The Civil Court case was initiated by Landlord on August 31, 2020 and seeks to evict Plaintiff for remaining in possession of her apartment after expiration of her lease and without paying rent (NYSCEF Doc. 25). Plaintiff filed an Answer and sought to dismiss Landlord's petition under a variety of bases; however, Travis J. Arrindell, J.H.C. denied Plaintiffs motion to dismiss in a Decision and Order dated October 17, 2022. While Plaintiff has asserted as an affirmative defense to the holdover proceeding that her apartment is rent stabilized and therefore the lease termination was improper; in the present action there is no allegation, let alone any relief pled related to the rent-stabilized status of the apartment. Thus, contrary to Plaintiffs assertion, there is no overlap in the instant action and the holdover proceeding regarding the rent-stabilized status of the apartment. Further, the Landlord's cause of action in the Civil Court action accrued after and wholly separately from Plaintiffs causes of action in the present action.
There is a strong rule against removing landlord-tenant disputes in Civil Court where relief can be fully granted in Civil Court for purposes which militates against consolidation (44-46 West 65th Apartment Corp, v Stvan, 3 A.D.3d 440, 441 [1st Dept 2004]; Scheff v 230 East 73rd Owners. 230A.D.2d 151, 152 [1st Dept 1994]). Moreover, the causes of action in the case at bar, which are for personal injury, property damage, and loss of income are wholly separate and distinct from the relief sought - namely ejectment - in the Civil Court proceeding. This too weighs against consolidation (Simens y Darwish, 105 A.D.3d 686, 686-687 [1st Dept 2013]). Further, the cases are at wholly separate stages of litigation - as depositions, independent medical exams, and postdeposition paper discovery have yet to take place in the case at bar, while the Civil Court action, based on the motion papers, is ostensibly approaching trial. Thus, the markedly different procedural stages weighs against consolidation (L.B. v Stahl York Ave. Co., 188 A.D.3d 421, 422 [1st Dept 2020]). Finally, it would prejudice a substantial right of the Landlord-namely possession of its owned property-if the holdover proceeding was significantly delayed by consolidation with this case (Sokolow, Dunaud, Mercadier & Carreras LLP v Lacher, 299 A.D.2d 64, 73-74 [1st Dept 2002] [holding consolidation improper where opposing; party demonstrates prejudice to a substantial right]).
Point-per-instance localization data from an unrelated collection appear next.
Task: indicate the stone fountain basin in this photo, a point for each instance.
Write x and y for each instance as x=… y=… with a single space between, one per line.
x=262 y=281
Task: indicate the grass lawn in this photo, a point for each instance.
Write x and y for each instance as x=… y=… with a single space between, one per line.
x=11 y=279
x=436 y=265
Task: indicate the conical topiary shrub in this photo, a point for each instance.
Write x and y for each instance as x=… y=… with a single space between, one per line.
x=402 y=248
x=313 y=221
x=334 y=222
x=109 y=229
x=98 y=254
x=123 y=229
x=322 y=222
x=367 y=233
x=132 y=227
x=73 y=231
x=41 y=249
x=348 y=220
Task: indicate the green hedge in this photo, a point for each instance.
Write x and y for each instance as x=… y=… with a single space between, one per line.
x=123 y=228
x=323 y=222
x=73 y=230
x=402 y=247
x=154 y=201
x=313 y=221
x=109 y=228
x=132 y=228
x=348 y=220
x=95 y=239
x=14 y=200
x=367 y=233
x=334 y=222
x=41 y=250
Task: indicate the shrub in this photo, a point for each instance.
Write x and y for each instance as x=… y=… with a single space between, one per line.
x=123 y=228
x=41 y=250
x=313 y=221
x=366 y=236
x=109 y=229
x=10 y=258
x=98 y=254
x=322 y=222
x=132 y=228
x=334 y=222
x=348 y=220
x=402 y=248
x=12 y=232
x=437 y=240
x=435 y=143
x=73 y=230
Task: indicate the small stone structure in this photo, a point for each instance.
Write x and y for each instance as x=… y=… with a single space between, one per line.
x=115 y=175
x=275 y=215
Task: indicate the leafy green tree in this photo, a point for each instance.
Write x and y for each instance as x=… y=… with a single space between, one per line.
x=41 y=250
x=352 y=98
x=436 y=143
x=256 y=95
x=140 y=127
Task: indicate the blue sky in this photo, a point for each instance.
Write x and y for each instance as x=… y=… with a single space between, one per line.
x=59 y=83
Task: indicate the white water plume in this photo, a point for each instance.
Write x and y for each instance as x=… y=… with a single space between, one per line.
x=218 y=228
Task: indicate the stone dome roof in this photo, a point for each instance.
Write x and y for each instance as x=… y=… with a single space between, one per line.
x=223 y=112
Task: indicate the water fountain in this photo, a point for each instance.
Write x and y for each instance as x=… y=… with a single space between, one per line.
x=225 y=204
Accordingly, it is hereby, ORDERED that Plaintiffs motion to consolidate is denied; and it is further
ORDERED that the parties are directed to appear for a compliance conference on February 1, 2023, at 9:30 a.m. in person at 60 Centre Street, Room 442, New York, New York 10007; and it is further
ORDERED that within ten (10) days of entry, counsel for Landlord shall serve a copy of this Decision and Order on all parties to this action with notice of entry.
This constitutes the Decision and Order of the Court.